Tuesday, April 30, 2013

EPA Slashes By 20% Fugitive Methane Emissions of Gas Production: What It Does And Does Not Mean

The EPA continues to gather data on the life-cycle emissions of natural gas and its latest update slashes by 20% its methane emission number for natural gas production.  EPA's April 2013 decrease followed an upward adjustment in 2011.  Even prior to this new number for fugitive methane emissions, 6 papers had found that gas emits about 50% less carbon than coal when both are used to generate electricity. The 2013 EPA fugitive methane emissions number will increase further the carbon benefits of gas over coal.

Moreover, there is no argument that gas emits less soot, mercury, lead, arsenic, sulfur dioxide, and nitrogen oxide--all pollutants that sicken and cause premature deaths--than coal.  The EPA new data focuses on the discussion about global warming impacts of gas versus coal and that alone.

As Kevin Begos of the AP reports in the linked to story, Professor Howarth, who authored the single paper contending shale gas emits as much or more carbon than coal, did not welcome EPA's 2013 fugitive gas number.  While there will be continuing data wars about the methane emission rate, perhaps we could all agree that reducing methane emissions from gas production can and must be done.  Indeed, the focus on methane fugitive emissions has almost certainly played a useful role in tightening regulation and in motivating more drilling companies to put resources and attention into cutting emissions through better maintenance, practices, and technology.

Such greater attention does lead to actual cuts in fugitive methane emissions.  Fugitive methane emissions, therefore, are likely declining now in the USA, and future EPA measures of fugitive methane emissions probably will go down again.  That is almost certain once the EPA green completion rule takes full affect in the next two years, as that rule can slash methane emissions during the well completion process by 90%.

Regulators and the gas industry itself should recognize by now that fugitive methane emissions from gas production could be the most important environmental impact associated with natural gas production.  Across the board, gas must cut its environmental footprint, but its carbon impact will be decisive to the climate and to its marketplace and political acceptance.


  1. We would like to see gas companies volunteer now to reduce emissions.
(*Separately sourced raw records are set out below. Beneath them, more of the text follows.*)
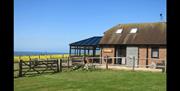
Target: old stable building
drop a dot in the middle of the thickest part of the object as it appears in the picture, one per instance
(143, 41)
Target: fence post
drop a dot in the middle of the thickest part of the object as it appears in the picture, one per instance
(165, 66)
(20, 68)
(57, 61)
(68, 62)
(133, 62)
(106, 62)
(60, 65)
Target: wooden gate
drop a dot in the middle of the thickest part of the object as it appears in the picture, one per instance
(38, 67)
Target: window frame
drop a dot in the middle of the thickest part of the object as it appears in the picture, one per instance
(154, 49)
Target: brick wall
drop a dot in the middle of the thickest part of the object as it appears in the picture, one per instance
(143, 52)
(110, 54)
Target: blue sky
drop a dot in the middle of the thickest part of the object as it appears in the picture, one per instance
(50, 25)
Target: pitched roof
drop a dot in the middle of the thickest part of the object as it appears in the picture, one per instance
(148, 33)
(93, 41)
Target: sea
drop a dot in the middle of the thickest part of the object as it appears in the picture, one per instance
(30, 53)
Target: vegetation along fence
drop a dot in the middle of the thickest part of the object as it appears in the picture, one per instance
(30, 65)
We know they have the technology just not the will. Anything and everything that will save some quality of life for the residents of the gasfields should be on the table now.

    1. Amen, but why ask them to volunteer. Why isn't PaDEP and/or USEPA making them do it? I know the O&G lobby contributes tremendous amounts to the political campaigns of our leaders. If that is the reason, we need to break that unsustainable chain of co-dependence.